Los niños comienzan cada vez antes a utilizar dispositivos basados en pantallas, y pasan cada vez más tiempo delante de las mismas (1). Esta conducta se asocia con patrones de dieta insanos, una pobre calidad del sueño, un aumento en el riesgo de padecer una enfermedad cardiovascular y a mayor frecuencia de obesidad en niños (2). Tiene también consecuencias negativas para la salud mental, en especial problemas de inatención en los más pequeños (3), y en adolescentes (4), en los que tienen especial protagonismo las redes sociales (5). Hay suficiente información disponible que apunta a que el tiempo de consumo de pantallas se asocia de una forma negativa a mayor adiposidad, peor condición física, pero calidad de vida, menor autoestima, pero rendimiento académico y pérdida de habilidades sociales, mayor grado de ansiedad y de depresión (6). Por el contrario, la práctica regular de actividad física se asocia a un mayor bienestar y a un mejor estado de salud mental (7,8).
De forma paralela, hemos asistido a un aumento en la tasa de obesidad infanto-juvenil, en la que el sedentarismo juega un papel relevante. Niveles bajos de actividad física, junto con tiempos de ocio prolongados delante de una pantalla y la presencia de obesidad se asocian a peores puntuaciones en escalas de bienestar en niños (9), aunque el número de estudios que correlacionan todas estas variables es escaso.

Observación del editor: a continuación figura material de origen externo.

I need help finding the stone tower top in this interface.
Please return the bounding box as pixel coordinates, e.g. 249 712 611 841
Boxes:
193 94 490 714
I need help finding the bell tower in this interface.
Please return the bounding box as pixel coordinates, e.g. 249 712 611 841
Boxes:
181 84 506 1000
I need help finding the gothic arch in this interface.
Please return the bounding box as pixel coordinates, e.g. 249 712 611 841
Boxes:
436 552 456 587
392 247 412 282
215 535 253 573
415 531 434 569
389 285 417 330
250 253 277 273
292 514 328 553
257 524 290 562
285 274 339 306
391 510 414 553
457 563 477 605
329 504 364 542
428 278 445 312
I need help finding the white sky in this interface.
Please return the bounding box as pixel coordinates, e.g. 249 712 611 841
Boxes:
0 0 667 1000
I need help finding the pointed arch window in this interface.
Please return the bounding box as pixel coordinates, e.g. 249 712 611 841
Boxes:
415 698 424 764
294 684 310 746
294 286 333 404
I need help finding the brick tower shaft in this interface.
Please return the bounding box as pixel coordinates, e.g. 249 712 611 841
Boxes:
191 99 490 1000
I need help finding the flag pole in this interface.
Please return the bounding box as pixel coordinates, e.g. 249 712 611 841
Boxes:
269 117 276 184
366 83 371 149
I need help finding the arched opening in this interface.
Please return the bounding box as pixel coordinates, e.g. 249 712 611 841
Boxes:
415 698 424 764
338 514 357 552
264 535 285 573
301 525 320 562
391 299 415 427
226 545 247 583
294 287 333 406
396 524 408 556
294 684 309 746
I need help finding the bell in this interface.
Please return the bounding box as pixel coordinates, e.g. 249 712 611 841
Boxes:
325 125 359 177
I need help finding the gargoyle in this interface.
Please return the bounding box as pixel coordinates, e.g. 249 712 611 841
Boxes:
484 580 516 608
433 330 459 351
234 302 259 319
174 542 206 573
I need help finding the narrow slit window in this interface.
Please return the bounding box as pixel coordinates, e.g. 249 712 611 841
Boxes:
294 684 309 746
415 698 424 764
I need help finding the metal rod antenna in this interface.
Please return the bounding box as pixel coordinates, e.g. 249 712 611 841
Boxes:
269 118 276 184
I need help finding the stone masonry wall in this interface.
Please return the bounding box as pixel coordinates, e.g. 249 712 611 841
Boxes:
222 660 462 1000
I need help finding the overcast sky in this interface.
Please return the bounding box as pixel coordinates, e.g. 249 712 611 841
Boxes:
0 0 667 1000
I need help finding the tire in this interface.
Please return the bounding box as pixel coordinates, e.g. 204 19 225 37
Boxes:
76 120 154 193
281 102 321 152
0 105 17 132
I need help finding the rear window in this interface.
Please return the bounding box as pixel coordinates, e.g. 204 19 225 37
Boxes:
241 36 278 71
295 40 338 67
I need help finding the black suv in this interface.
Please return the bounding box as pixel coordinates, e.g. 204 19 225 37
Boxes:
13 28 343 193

Delgado-Floody y cols. publican en el último número de Nutrición Hospitalaria (10) un estudio original en una muestra de escolares chilenos, en la que correlacionan el estado de bienestar en función del patrón de actividad física, su estado nutricional y el tiempo dedicado a actividades de ocio frente a una pantalla. Los autores encuentran que los escolares con más horas de tiempo ante una pantalla y menor número de horas de actividad física fuera del horario escolar puntúan peor en las escalas de valoración de bienestar utilizadas (en este estudio el Inventario de Autoestima de Coppersmith). Además, a mayor tiempo de exposición a las pantallas puntuaciones mayores en las escalas de depresión (valorada con el Inventario de Depresión Infantil, CDI) y peor autoestima. Por otra parte, los niños con obesidad puntuaban peor en las escalas de sensación de bienestar y de depresión. En su estudio, Delagado-Floody y cols. encuentran diferencias significativas en el número de horas ante las pantallas en el grupo de niños con sobrepeso y obesidad, y un número menor de horas de actividad física extraescolar. Si bien es cierto que el estudio presenta limitaciones por el tamaño muestral y que se circunscribe a una población concreta, probablemente sus resultados pueden extrapolarse a otras poblaciones similares.
Las sociedades científicas han señalado claramente en los últimos años las recomendaciones de uso (de consumo) de tiempo de pantallas en función de la edad: así la Academia Americana de Pediatría recomienda evitar el uso de pantallas en < 18 meses, excepto para reuniones familiares (video-chatting), entre 18 y 24 meses los padres deben escoger programaciones de muy elevada calidad y estar con los niños explicándoles los contenidos, entre los 2 y los 5 años el límite debe ser 1 hora diaria y siempre en compañía de los hijos y por encima de esa edad su uso en periodos limitados y siempre que se garantice que no sustituyen al sueño, al juego o la actividad física u otras acciones esenciales para la salud. Recomienda también disponer de tiempos juntos libres de dispositivos, como por ejemplo el tiempo de las comidas y espacios sin pantallas, como es el caso del dormitorio (11). En la misma línea se han manifestado la Asociación Pediátrica Canadiense (12) o la Asociación Española de Pediatría (AEP).
Sin embargo, a pesar de la creciente evidencia de la asociación entre conductas sedentarias (p. ej. tiempo antes una pantalla) y resultados de salud peores en niños y adolescentes, cada vez es mayor el número de niños que las usan a edades más tempranas y por periodos más prolongados. Menos de la mitad de niños y adolescentes pasan < 2 horas al día ocupados en esta actividad, fuera del uso escolar. Faltan, sin embargo, estudios longitudinales o de intervención que permitan conocer mejor las consecuencias de estas conductas. También es preciso mejorar la calidad de los estudios, generalmente basados en cuestionarios autorreportados, disponiendo de herramientas objetivas que permitan conocer el tiempo real de actividades sedentarias o de actividad física.
Para abordar esta situación hace falta no solo disponer de recomendaciones claras de las sociedades científicas, sino también medidas de las autoridades sanitarias y educativas (quizá haya que valorar si considerando el tiempo que ya usan los dispositivos en su tiempo libre. Hay que seguir potenciando el uso de tabletas en las aulas). Y, por supuesto, hay que señalar el papel de los padres no solo en el establecimiento de mensajes claros sobre su uso por parte del niño y del adolescente, sino también en la propia conducta del individuo adulto en relación con los mismos dispositivos.